Rose even tried to make a case for why Croydon should get the £50 million Silicon Roundabout investment fund but it would appear as though he has been unsuccessful.
“Croydon is an area of London that has huge potential and will change a lot over the next couple of years as we see the impact of improved transport, capital investment and a growth in residents," said Kit Malthouse, deputy mayor of London for business and enterprise. "The 100 percent relief in business rates will encourage a variety of small businesses that would not otherwise be able to trade in the area. Helping as many people as possible to be as economically active as possible is another way that the Mayor is striving to make Croydon a jewel in London’s crown.”
The outside bet for London's next major tech hub is probably Here East. Unlike other hubs, Here East is a completely new development, currently springing up on the Olympic Park.
Costing £1 billion, Here East is designed to be a melting pot for tech startups and large organisations. It features 1.2 million sq ft of commercial space, a £120 million Infinity data centre, an auditorium, an “innovation centre”, a Loughborough University postgraduate research and training centre, a digital apprenticeship scheme run in conjunction with Hackney Community College and BT Sport's headquarters, among other things.

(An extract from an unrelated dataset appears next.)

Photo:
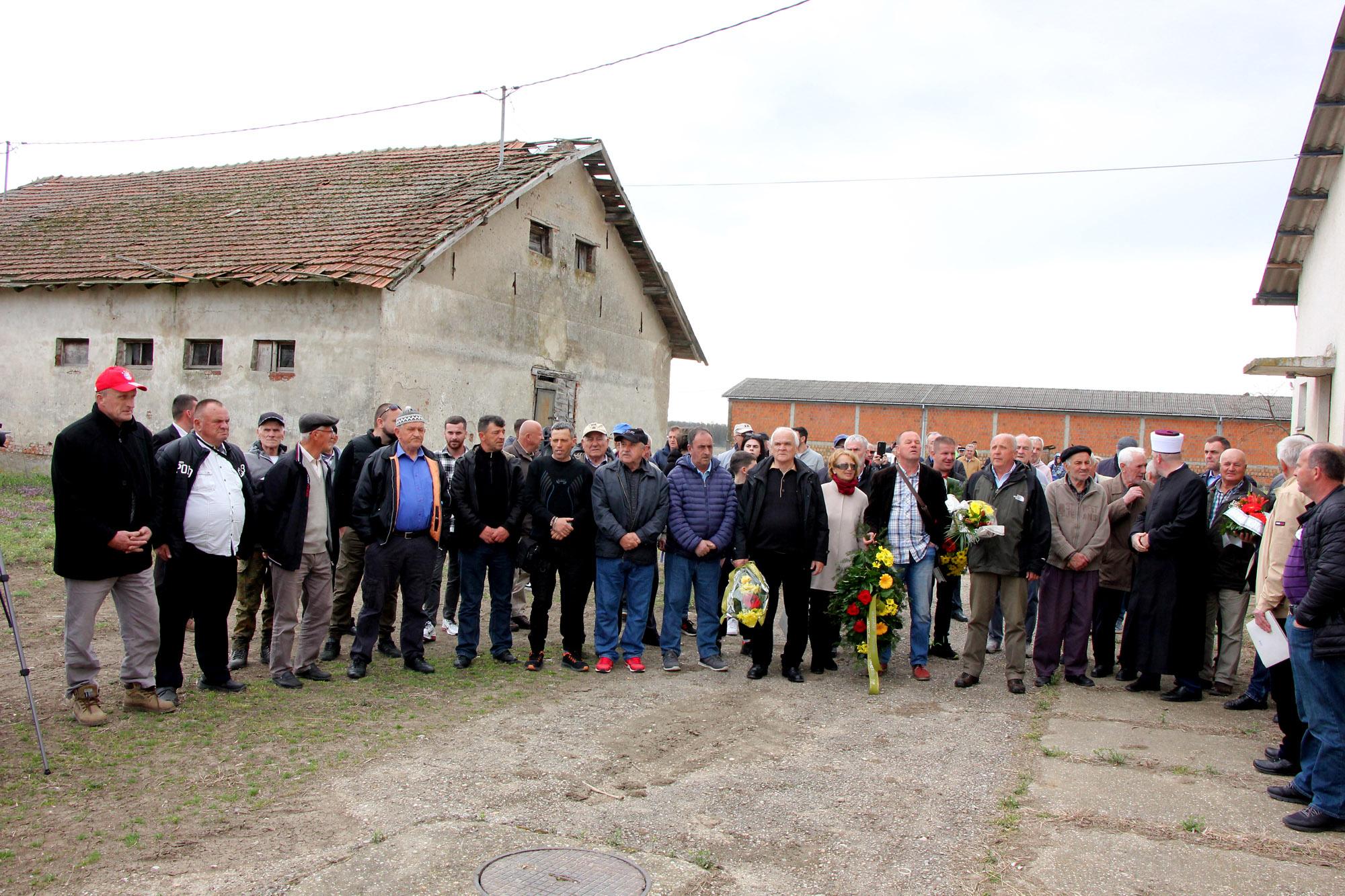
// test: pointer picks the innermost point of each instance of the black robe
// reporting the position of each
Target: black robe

Here East CEO Gavin Poole claims the East London site - traditionally occupied by factories and warehouses to support the area's once-thriving steel and textile industries - could soon become the UK’s largest technology centre.
“It’s the biggest in the UK and the biggest in London,” Poole previously told Techworld on a tour of Here East, which is currently in the construction phase. “You can’t compare it with anything else. This is a dedicated campus about collaboration and innovation that we haven’t got anywhere else.”
So it looks like the battle for London’s leading tech centre is about to heat up.
Of course, there’s every possibility that several neighbourhoods in London could coexist and thrive in harmony but given the patrioctic nature of the city’s residents, the jury is out on whether this will happen.